Un altro allarme da ridimensionare riguarda il costo dei nostri aiuti all’Ucraina. Un’illusione ottica li ingigantisce, e non solo in Italia. Come ha osservato lo storico inglese dell’economia Adam Tooze, chi sta facendo di più in assoluto per sostenere l’Ucraina, cioè gli Stati Uniti, ha speso finora lo 0,2% del suo Pil per fornire assistenza economica, umanitaria e militare a Kiev. Tutti gli altri hanno fatto molto meno. È sempre Tooze a ricordarci un confronto: la Germania spese il triplo nel 1991 per contribuire alla coalizione che cacciò l’esercito iracheno di Saddam Hussein dopo l’invasione del Kuwait.
Il grosso di quanto abbiamo speso «per l’Ucraina», in realtà lo abbiamo dato a noi stessi: aiuti pubblici per attutire l’impatto del caro-energia sulle nostre famiglie e imprese. All’Ucraina sono andate le briciole, in confronto. E non parliamo di armi, dove la spesa aggiuntiva è inesistente: abbiamo attinto ai nostri arsenali, peraltro molto sottili. Le promesse di adeguare al 2% del Pil i nostri investimenti per la difesa — che erano state prese solennemente molti anni fa, prima dell’invasione dell’Ucraina — continuano ad essere rinviate, a Roma e a Berlino.
Dopo aver constatato che anche questa Apocalisse era un’allucinazione, dovremmo concederci un riconoscimento. Se i danni paventati non si sono verificati, lo dobbiamo ai due ingredienti del modello occidentale: l’economia di mercato e la democrazia. Il sistema capitalistico è fatto per reagire con flessibilità agli shock esterni, per esempio con i risparmi energetici e le innovazioni sostenibili nel mondo delle imprese. La liberaldemocrazia è per sua natura reattiva di fronte ai disagi dei cittadini, lo si è visto nella prontezza con cui le risorse pubbliche sono state mobilitate per attenuare il caro-bollette. Imprese e governi hanno lavorato insieme anche per accelerare la diversificazione delle nostre fonti di approvvigionamento. Un anno fa nessuno immaginava che ci saremmo emancipati così velocemente dal gas russo. Un po’ più di autostima verso il «nostro sistema» non guasterebbe.

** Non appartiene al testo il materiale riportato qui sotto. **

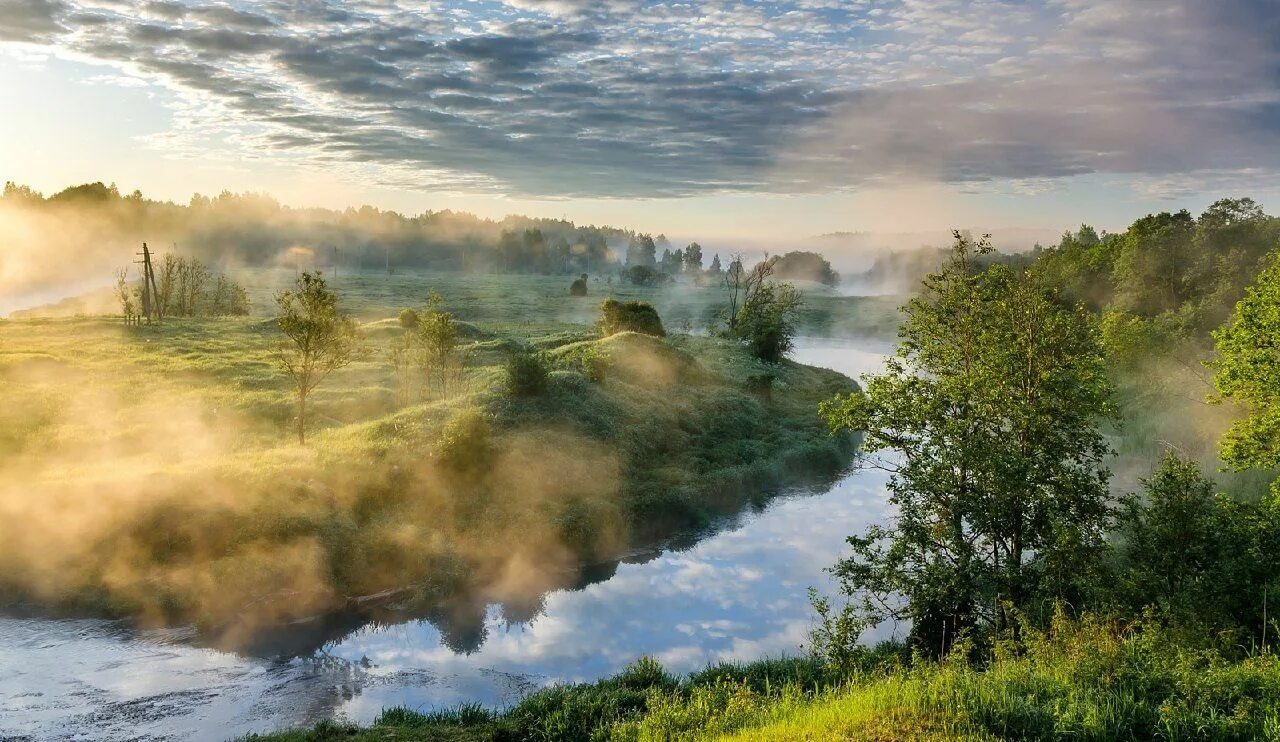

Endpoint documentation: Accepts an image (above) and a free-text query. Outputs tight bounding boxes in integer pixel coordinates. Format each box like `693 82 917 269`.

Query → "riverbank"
0 309 852 651
251 619 1280 742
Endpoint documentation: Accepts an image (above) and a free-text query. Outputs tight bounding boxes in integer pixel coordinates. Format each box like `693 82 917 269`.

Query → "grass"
247 619 1280 742
0 274 870 649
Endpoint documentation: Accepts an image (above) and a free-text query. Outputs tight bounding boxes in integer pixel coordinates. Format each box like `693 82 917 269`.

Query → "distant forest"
0 183 701 274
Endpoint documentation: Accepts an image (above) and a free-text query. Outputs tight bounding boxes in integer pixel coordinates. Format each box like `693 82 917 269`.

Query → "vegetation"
275 272 360 444
249 618 1280 742
773 249 840 287
823 233 1111 654
0 271 860 649
600 298 667 338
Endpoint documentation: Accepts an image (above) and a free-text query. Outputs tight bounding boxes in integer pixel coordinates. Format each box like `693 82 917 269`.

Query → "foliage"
1108 453 1280 643
822 233 1111 654
735 281 801 363
721 256 803 363
1212 252 1280 468
600 297 667 338
261 617 1280 742
275 272 360 444
622 265 671 287
773 249 840 287
415 292 466 397
435 408 497 475
503 351 550 397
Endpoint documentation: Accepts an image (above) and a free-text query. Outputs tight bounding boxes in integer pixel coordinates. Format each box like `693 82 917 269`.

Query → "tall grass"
247 618 1280 742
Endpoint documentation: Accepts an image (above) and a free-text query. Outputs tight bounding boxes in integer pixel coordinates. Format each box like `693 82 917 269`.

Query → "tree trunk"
298 390 307 445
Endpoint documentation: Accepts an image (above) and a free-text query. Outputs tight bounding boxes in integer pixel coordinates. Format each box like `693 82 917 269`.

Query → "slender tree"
275 272 361 444
822 233 1115 654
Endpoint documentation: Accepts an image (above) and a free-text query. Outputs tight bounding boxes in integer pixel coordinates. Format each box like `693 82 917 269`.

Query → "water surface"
0 339 888 739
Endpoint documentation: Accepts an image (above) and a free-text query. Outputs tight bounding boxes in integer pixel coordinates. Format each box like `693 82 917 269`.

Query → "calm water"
0 339 888 739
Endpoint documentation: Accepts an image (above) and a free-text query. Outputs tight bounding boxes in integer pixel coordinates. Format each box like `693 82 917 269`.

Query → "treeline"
815 198 1280 664
0 182 666 274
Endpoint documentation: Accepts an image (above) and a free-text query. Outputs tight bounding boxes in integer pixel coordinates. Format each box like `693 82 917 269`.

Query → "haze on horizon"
0 0 1280 241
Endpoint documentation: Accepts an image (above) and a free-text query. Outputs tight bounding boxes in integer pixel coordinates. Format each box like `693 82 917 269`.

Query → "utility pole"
136 242 161 325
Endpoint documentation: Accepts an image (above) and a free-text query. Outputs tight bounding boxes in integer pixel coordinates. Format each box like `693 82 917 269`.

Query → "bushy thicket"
600 297 667 338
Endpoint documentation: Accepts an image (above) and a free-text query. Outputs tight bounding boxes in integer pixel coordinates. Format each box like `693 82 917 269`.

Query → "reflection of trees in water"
220 470 847 660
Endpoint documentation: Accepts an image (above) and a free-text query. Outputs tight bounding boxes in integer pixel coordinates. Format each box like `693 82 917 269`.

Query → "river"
0 338 888 741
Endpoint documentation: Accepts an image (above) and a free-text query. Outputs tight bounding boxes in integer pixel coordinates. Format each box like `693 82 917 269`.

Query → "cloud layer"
0 0 1280 197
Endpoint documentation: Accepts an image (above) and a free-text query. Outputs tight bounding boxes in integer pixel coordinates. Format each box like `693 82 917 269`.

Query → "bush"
600 297 667 338
622 265 672 287
582 345 612 384
504 351 550 397
435 409 494 473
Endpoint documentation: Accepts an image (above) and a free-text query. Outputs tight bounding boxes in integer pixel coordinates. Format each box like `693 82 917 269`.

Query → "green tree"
1210 254 1280 470
416 292 462 397
822 233 1114 652
684 242 703 274
1108 453 1280 640
275 272 361 444
600 297 667 338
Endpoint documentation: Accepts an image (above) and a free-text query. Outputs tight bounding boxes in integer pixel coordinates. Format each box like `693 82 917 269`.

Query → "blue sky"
0 0 1280 238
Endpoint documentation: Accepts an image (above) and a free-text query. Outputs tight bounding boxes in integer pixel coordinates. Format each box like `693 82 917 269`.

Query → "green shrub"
399 308 419 330
600 297 667 338
503 351 550 397
435 409 495 473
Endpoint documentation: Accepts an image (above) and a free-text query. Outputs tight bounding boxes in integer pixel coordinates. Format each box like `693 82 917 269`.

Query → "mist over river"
0 338 890 739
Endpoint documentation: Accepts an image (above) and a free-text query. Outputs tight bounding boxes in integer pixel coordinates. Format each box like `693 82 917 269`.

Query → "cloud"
0 0 1280 197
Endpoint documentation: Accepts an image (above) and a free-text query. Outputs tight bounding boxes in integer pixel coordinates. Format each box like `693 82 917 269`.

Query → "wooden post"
137 242 151 325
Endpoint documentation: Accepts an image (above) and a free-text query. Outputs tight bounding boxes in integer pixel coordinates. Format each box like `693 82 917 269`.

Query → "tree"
275 272 361 444
716 252 746 333
822 233 1115 654
1108 453 1280 640
1210 257 1280 470
627 234 658 267
773 249 840 287
416 292 463 397
600 297 667 338
684 242 719 274
115 267 138 325
736 281 803 363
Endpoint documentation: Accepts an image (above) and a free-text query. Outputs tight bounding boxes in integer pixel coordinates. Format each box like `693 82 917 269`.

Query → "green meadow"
0 271 875 647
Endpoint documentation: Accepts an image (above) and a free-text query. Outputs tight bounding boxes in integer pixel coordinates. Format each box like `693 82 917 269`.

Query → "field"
253 619 1280 742
0 271 895 649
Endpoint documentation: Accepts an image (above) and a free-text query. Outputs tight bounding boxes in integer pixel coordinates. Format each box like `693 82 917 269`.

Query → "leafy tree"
713 253 748 333
275 272 361 444
1108 453 1280 638
1115 210 1196 316
627 234 658 267
416 292 463 397
1211 254 1280 470
600 297 667 338
622 265 671 287
684 242 719 274
822 233 1114 652
773 249 840 287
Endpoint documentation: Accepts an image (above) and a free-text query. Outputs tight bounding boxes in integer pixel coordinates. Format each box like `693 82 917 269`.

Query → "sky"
0 0 1280 239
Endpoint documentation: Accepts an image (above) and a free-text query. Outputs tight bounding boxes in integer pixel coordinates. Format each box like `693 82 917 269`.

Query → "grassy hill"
0 276 852 647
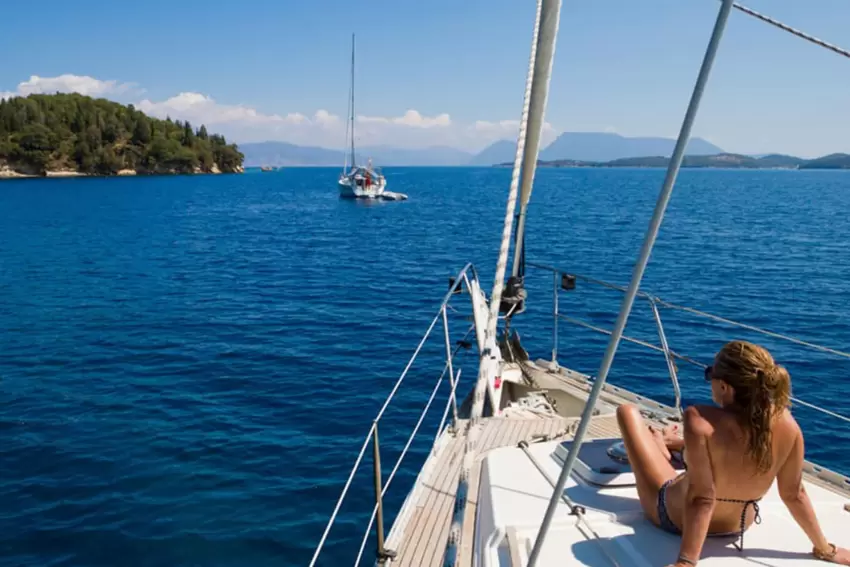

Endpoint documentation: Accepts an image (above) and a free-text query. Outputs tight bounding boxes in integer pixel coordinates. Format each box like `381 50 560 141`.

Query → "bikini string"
717 498 761 551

Ma per la stessa ragione per cui ce la siamo cavata così bene negli ultimi dodici mesi, sarebbe ingenuo sottovalutare i segnali che vengono dalle nostre opinioni pubbliche. A torto o a ragione, i sondaggi indicano un calo nel sostegno all’Ucraina, in America come in Italia. Questo sostegno rimane maggioritario, la condanna di Putin resta dominante, però i segnali di stanchezza ci sono. Nelle democrazie i politici sono reattivi a questi segnali. Vedi la risalita nei sondaggi di Donald Trump che si presenta come «l’unico capace di evitare la terza guerra mondiale». È per questo che negli Stati Uniti si discute di uno scenario coreano, evocando la guerra che fu congelata sul 38esimo parallelo nel 1953, dopo tre anni di combattimenti. Quella guerra non fu mai conclusa da un vero trattato di pace, anzi il confine tra le due Coree resta pericolosissimo, però la soluzione all’insegna del «meno peggio» ha consentito alla Corea del Sud di stravincere la lunga «tregua» degli ultimi 70 anni, diventando una prospera, civile, avanzatissima democrazia. La Russia non è la Corea del Nord, per congelare il conflitto attuale bisogna che l’Ucraina riceva delle garanzie molto solide sulla sua sicurezza presente e futura. La strada è ancora lunga. Di sicuro a Washington la ricerca di una via d’uscita verrà accelerata dall’avvicinarsi dell’elezione presidenziale nel 2024.